Abstract
Clinical trials frequently include multiple end points that mature at different times. The initial report, typically based on the primary end point, may be published when key planned co-primary or secondary analyses are not yet available. Clinical Trial Updates provide an opportunity to disseminate additional results from studies, published in JCO or elsewhere, for which the primary end point has already been reported.

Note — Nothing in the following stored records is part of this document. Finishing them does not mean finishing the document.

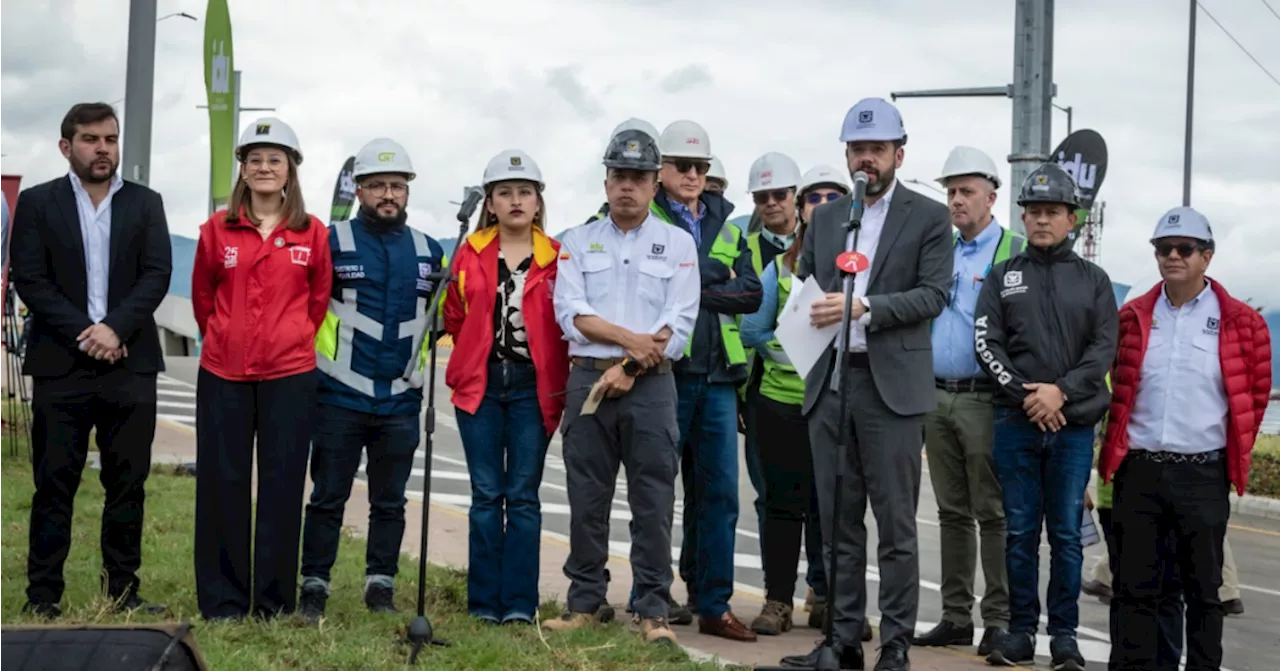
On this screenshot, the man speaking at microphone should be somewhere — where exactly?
[782,97,954,671]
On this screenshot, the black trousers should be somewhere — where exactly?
[1110,452,1231,671]
[196,368,319,618]
[755,396,813,606]
[27,364,156,603]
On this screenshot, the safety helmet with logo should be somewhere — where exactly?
[481,149,547,191]
[600,129,662,173]
[658,119,712,161]
[351,137,417,182]
[840,97,906,145]
[796,165,850,196]
[236,117,302,165]
[707,156,728,188]
[746,151,800,193]
[1018,161,1080,210]
[937,145,1000,188]
[1151,207,1213,243]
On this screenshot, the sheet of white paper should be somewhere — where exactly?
[773,275,840,378]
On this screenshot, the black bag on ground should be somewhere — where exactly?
[0,622,209,671]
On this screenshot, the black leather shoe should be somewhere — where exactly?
[781,643,865,671]
[876,640,911,671]
[911,620,973,648]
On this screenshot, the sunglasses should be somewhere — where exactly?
[1156,242,1204,259]
[663,159,712,174]
[804,192,840,205]
[751,188,791,205]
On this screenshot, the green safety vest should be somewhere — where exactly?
[649,201,746,366]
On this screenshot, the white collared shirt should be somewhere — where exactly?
[67,172,124,324]
[832,179,897,352]
[556,214,703,361]
[1129,283,1228,453]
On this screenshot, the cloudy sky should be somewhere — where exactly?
[0,0,1280,306]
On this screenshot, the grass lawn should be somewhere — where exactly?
[0,441,732,671]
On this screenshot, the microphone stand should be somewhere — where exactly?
[755,184,865,671]
[404,187,484,666]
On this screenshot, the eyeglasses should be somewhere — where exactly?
[360,182,408,196]
[1156,242,1204,259]
[804,191,840,205]
[663,159,712,174]
[751,188,791,205]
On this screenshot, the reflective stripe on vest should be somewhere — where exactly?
[649,201,746,366]
[316,220,431,397]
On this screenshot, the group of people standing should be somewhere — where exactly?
[13,97,1271,671]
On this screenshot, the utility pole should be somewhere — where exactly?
[1183,0,1197,207]
[120,0,156,184]
[891,0,1070,233]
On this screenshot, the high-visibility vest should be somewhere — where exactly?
[649,201,746,366]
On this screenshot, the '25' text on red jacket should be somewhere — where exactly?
[191,210,333,382]
[1098,279,1271,494]
[444,227,568,435]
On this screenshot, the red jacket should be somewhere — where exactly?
[444,227,568,435]
[191,210,333,382]
[1098,279,1271,494]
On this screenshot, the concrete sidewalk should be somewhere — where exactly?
[152,420,989,671]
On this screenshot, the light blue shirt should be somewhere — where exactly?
[556,214,701,361]
[67,173,124,324]
[933,218,1005,380]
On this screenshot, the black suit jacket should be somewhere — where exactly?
[9,177,173,378]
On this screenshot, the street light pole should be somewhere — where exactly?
[1183,0,1197,207]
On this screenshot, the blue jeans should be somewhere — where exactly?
[456,364,550,621]
[302,403,421,588]
[993,407,1093,636]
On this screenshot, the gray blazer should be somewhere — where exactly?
[796,182,955,416]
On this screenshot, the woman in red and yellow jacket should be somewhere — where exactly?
[444,151,568,624]
[191,118,333,620]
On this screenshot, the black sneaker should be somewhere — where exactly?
[298,588,329,624]
[987,633,1036,666]
[1048,635,1084,671]
[365,585,399,613]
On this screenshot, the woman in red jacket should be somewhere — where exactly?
[191,118,333,620]
[444,146,568,624]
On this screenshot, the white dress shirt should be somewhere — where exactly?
[1129,284,1228,455]
[556,214,701,361]
[67,172,124,324]
[832,179,897,352]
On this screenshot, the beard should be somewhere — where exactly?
[360,201,408,229]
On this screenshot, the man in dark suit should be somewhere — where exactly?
[10,102,173,617]
[782,97,954,671]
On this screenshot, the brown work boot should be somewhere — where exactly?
[698,611,755,643]
[543,611,600,631]
[640,617,676,645]
[751,601,794,636]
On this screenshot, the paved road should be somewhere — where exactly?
[160,360,1280,671]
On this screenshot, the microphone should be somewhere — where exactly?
[458,187,484,225]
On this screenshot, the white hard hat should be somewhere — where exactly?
[609,117,659,141]
[236,117,302,165]
[797,165,851,193]
[1151,207,1213,242]
[937,145,1000,188]
[840,97,906,145]
[707,156,728,187]
[483,149,547,191]
[351,137,417,181]
[658,120,712,161]
[746,151,800,193]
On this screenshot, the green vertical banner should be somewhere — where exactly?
[205,0,239,211]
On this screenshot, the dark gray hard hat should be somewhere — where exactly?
[602,129,662,173]
[1018,161,1080,210]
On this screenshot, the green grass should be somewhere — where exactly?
[0,441,716,671]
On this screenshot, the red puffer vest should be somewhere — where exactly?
[1098,279,1271,494]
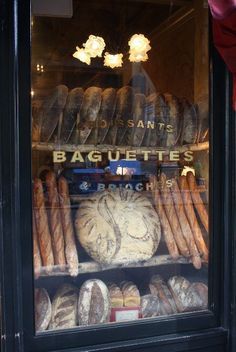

ARST1321 was a phase II study designed to compare the near complete pathologic response rate after preoperative chemoradiation with/without pazopanib in children and adults with intermediate-/high-risk chemotherapy-sensitive body wall/extremity non-Rhabdomyosarcoma Soft Tissue Sarcoma (ClinicalTrials.gov identifier: NCT02180867). Enrollment was stopped early following a predetermined interim analysis that found the rate of near complete pathologic response to be significantly greater with the addition of pazopanib. As a planned secondary aim of the study, the outcome data for this cohort were analyzed. Eight-five eligible patients were randomly assigned to receive (regimen A) or not receive (regimen B) pazopanib in combination with ifosfamide and doxorubicin + preoperative radiotherapy followed by primary resection at week 13 and then further chemotherapy at week 25. As of December 31, 2021, at a median survivor follow-up of 3.3 years (range, 0.1-5.8 years), the 3-year event-free survival for all patients in the intent-to-treat analysis was 52.5% (95% CI, 34.8 to 70.2) for regimen A and 50.6% (95% CI, 32 to 69.2) for regimen B (P = .8677, log-rank test); the 3-year overall survival was 75.7% (95% CI, 59.7 to 91.7) for regimen A and 65.4% (95% CI, 48.1 to 82.7) for regimen B (P = .1919, log-rank test). Although the rate of near complete pathologic response was significantly greater with the addition of pazopanib, outcomes were not statistically significantly different between the two regimens.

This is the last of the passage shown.